Broadcaster was best known for a 25-year run as talk show host of CNN’s Larry King Live, interviewing world leaders, entertainers and other celebrities.

Renowned US television broadcaster Larry King has died aged 87 in Los Angeles.

A production company he co-founded, Ora Media, did not state a cause of death on Saturday but media reports said King had been battling COVID-19 for weeks and had suffered several health problems in recent years, including a near-fatal stroke in 2019 and diabetes.
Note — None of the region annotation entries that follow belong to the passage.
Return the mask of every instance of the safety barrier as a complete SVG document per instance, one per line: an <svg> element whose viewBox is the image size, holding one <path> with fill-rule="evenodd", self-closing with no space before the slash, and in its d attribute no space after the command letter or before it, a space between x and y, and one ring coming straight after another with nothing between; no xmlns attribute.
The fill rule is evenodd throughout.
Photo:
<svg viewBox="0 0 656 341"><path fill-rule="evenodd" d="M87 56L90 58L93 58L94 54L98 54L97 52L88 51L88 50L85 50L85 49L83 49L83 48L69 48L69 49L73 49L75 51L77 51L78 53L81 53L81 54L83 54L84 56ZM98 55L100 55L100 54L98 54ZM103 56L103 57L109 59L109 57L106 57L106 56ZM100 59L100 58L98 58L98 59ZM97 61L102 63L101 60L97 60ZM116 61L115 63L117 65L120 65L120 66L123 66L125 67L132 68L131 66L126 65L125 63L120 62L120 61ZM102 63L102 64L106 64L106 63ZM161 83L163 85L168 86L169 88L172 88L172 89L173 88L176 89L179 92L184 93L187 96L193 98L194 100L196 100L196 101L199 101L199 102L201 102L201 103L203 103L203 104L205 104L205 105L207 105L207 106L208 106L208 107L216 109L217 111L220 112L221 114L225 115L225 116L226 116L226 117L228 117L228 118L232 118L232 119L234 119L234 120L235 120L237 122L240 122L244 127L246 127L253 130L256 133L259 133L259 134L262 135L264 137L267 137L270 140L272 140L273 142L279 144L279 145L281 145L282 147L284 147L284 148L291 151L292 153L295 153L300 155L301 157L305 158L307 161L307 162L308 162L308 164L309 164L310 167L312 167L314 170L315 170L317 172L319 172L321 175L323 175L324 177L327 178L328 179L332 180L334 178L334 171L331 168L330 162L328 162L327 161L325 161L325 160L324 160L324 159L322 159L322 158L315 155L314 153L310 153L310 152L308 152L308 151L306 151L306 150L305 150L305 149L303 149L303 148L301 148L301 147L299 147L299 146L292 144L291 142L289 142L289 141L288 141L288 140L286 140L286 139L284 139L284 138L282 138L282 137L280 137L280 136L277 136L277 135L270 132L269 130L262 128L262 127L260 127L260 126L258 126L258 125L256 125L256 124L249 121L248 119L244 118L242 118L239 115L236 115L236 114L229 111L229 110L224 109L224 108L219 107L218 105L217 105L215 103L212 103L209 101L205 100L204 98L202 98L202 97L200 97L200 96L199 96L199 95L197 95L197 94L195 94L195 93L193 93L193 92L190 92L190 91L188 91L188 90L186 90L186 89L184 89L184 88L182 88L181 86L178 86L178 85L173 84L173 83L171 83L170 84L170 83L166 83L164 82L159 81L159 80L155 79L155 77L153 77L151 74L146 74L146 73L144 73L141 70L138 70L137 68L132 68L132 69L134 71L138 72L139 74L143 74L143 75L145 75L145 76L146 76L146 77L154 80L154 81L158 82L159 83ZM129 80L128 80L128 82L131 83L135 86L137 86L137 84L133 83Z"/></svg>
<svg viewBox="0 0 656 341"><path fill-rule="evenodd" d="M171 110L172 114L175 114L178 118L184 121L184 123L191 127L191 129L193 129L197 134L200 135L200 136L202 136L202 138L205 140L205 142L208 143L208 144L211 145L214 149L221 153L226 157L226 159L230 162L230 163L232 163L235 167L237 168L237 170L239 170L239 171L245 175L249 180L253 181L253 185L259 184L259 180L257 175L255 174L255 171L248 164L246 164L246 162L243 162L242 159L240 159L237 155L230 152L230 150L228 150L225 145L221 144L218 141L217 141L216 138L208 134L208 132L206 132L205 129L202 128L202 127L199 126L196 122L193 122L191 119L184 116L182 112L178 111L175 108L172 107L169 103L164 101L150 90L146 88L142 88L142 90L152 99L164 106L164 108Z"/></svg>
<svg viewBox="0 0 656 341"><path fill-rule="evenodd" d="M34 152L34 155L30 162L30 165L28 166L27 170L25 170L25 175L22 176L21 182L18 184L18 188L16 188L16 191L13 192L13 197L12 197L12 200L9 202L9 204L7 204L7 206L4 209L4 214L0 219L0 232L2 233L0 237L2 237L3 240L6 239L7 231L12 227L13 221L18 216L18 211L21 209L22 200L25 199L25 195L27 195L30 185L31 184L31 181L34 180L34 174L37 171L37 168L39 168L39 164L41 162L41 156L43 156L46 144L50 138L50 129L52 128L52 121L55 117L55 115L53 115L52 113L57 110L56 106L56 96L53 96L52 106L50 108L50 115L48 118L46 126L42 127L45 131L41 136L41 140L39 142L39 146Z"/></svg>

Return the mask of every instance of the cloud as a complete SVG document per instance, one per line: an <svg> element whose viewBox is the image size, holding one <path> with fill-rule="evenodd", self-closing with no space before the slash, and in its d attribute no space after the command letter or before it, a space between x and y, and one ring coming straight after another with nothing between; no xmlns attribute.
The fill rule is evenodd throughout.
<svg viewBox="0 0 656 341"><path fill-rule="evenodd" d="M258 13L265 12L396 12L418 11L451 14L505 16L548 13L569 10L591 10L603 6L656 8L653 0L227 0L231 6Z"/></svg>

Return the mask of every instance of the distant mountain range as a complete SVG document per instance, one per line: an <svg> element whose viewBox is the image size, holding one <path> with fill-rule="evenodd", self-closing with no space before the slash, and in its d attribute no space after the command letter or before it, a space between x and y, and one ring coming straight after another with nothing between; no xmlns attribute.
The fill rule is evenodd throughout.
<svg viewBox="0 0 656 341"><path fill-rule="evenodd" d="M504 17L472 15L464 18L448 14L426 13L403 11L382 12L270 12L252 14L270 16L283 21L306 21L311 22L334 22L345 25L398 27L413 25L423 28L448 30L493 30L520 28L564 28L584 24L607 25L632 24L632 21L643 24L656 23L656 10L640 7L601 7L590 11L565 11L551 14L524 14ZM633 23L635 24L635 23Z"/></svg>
He had been hospitalized at Cedars Sinai Medical Center in Los Angeles for more than a week, CNN said on Saturday.

King’s radio and television broadcasting career spanned more than 60 years.

Millions of people watched him interview world leaders, entertainers and other celebrities on CNN’s Larry King Live, which ran from 1985 to 2010.

Hunched over his desk in suspenders, rolled-up shirt sleeves and owlish glasses, he made his show one of the network’s prime attractions with a mix of interviews, political discussions, current event debates and phone calls from viewers.

“For 63 years and across the platforms of radio, television and digital media, Larry’s many thousands of interviews, awards and global acclaim stand as a testament to his unique and lasting talent as a broadcaster,” Ora Media said in a statement posted on Twitter.

‘I’m not a soap box talk show host’
King was born Lawrence Harvey Zeiger in 1933, a son of Jewish immigrants from Eastern Europe who ran a bar and grill in the Brooklyn borough of New York City.

His early career in radio in Miami, Florida was plagued by financial woes, gambling, and debt delinquency that eventually saw him lose the interview show he hosted.

King emerged from the period to host the US’s first national call-in radio show in 1978.

The Washington, DC based “The Larry King Show” was eventually transmitted on more than 300 stations and brought King to National attention, which eventually led to his titular CNN program.

King conducted an estimated 50,000 on-air interviews. Those included varied cultural figures, world leaders, and entertainers including actress Elizabeth Taylor, the final leader of the Soviet Union Mikhail Gorbachev, former President Barack Obama, the Dalai Lama, software magnate Bill Gates, and singer Lady Gaga, among others.
In 1995, King conducted a joint interview with Palestinian Liberation Organization Chairman Yasser Arafat, King Hussein of Jordan and Israeli Prime Minister Yitzhak Rabin, in what was hailed as a primetime peace summit.

He was also notorious for landing interviews few could get, including with singer Frank Sinatra and actor Marlon Brando.

“My duty, as I see it, is I’m a conduit,” King told the Hartford Courant in 2007. “I ask the best questions I can. I listen to the answers. I try to follow up. And hopefully the audience makes a conclusion. I’m not there to make a conclusion. I’m not a soapbox talk-show host… So what I try to do is present someone in the best light.”